Luego una oveja admitió que hizo aguas en el bebedero, instigada a hacerlo, según
dijo, por Snowball, y otras dos ovejas confesaron que asesinaron a un viejo carnero,
muy adicto a Napoleón, persiguiéndole alrededor de una fogata cuando tosía. Todos
ellos fueron ejecutados allí mismo. Y así continuó la serie de confesiones y ejecuciones
hasta que una pila de cadáveres yacía a los pies de Napoleón y el aire estaba
impregnado con el olor de la sangre, olor que era desconocido desde la expulsión de
Jones.
Cuando terminó esto, los animales restantes, exceptuando los cerdos y los perros, se
alejaron juntos. Estaban estremecidos y consternados. No sabían qué era más
espantoso: si la traición de los animales que se conjuraron con Snowball o la cruel
represión que acababan de presenciar. Antaño hubo muchas veces escenas de
matanzas igualmente terribles, pero a todos les parecía mucho peor la de ahora, por
haber sucedido entre ellos mismos. Desde que Jones había abandonado la granja,
ningún animal mató a otro animal. Ni siquiera una rata. Llegaron a la pequeña loma
donde estaba el molino semiconstruído y, de común acuerdo, se recostaron todos,
como si se agruparan para calentarse: Clover, Muriel, Benjamín, las vacas, las ovejas y
toda una bandada de gansos y gallinas: todos, en verdad, exceptuando la gata, que
había desaparecido repentinamente, poco antes de que Napoleón ordenara a los
animales que se reunieran. Durante algún tiempo nadie habló. Únicamente Boxer
permanecía de pie batiendo su larga cola negra contra sus costados y emitiendo de
cuando en cuando un pequeño relincho de extrañeza. Finalmente dijo: «No
comprendo. Yo no hubiera creído que tales cosas pudieran ocurrir en nuestra granja.
Eso se debe seguramente a algún defecto nuestro. La solución, como yo la veo, es
trabajar más. Desde ahora me levantaré una hora más temprano todas las mañanas».

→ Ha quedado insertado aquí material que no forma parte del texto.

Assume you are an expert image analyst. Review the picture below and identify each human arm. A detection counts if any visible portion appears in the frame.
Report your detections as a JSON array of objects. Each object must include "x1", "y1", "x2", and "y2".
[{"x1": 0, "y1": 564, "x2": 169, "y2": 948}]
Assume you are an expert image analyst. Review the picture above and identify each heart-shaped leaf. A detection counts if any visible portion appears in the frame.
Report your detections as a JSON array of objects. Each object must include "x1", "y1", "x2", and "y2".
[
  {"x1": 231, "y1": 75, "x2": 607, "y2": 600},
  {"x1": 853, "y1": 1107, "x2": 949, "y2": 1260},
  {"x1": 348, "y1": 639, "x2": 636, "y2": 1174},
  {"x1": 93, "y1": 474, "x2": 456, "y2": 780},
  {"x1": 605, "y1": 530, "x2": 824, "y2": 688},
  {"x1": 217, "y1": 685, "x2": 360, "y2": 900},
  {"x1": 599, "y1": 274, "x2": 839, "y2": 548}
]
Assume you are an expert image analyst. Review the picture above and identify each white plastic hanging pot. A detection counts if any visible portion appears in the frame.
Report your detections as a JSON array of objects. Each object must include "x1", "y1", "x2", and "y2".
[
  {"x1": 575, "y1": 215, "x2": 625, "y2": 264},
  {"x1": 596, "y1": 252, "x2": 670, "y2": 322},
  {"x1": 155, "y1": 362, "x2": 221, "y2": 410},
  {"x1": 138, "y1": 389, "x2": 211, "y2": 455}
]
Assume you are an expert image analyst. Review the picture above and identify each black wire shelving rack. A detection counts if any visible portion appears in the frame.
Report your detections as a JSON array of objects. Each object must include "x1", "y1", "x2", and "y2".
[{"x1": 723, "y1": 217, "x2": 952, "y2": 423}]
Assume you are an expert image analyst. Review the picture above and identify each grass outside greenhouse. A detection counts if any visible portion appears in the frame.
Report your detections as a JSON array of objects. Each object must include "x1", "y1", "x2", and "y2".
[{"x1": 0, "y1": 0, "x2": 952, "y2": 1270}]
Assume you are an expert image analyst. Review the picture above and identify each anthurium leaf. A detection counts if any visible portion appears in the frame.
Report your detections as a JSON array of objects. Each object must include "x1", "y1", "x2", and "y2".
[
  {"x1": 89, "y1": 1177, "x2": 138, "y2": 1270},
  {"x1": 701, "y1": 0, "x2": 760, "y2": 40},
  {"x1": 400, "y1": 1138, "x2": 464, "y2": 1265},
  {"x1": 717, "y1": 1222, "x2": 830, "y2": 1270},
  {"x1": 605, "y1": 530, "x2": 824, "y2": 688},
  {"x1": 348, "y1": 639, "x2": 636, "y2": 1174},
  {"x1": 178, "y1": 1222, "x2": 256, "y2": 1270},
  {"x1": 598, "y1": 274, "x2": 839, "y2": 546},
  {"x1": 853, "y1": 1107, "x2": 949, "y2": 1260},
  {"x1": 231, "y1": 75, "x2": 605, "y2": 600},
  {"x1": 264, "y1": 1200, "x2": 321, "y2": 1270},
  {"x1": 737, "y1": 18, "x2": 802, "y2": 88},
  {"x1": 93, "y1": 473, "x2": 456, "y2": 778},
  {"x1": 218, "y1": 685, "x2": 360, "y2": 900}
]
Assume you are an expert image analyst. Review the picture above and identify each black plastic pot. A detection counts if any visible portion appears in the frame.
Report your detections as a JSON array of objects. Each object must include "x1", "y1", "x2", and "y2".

Y se alejó con su trote pesado en dirección a la cantera. Una vez allí juntó dos
carretadas de piedras y tiró de ellas hasta el molino, antes de acostarse.
(…)
VIII
Días después, cuando ya había desaparecido el terror producido por las ejecuciones,
algunos animales recordaron —o creyeron recordar— que el sexto mandamiento
decretaba: «Ningún animal matará a otro animal». Y aunque nadie quiso mencionarlo
al oído de los cerdos o de los perros, se tenía la sensación de que las matanzas que
habían tenido lugar no concordaban con aquello. Clover pidió a Benjamín que le leyera
el sexto mandamiento, y cuando Benjamín, como de costumbre, dijo que se negaba a
entrometerse en esos asuntos, se fue en busca de Muriel. Muriel le leyó el
Mandamiento. Decía así: «Ningún animal matará a otro animal sin motivo». Por una
razón u otra, las dos últimas palabras se les habían ido de la memoria a los animales.
Pero comprobaron que el Mandamiento no fue violado; porque, evidentemente, hubo
motivo sobrado para matar a los traidores que se coaligaron con Snowball.”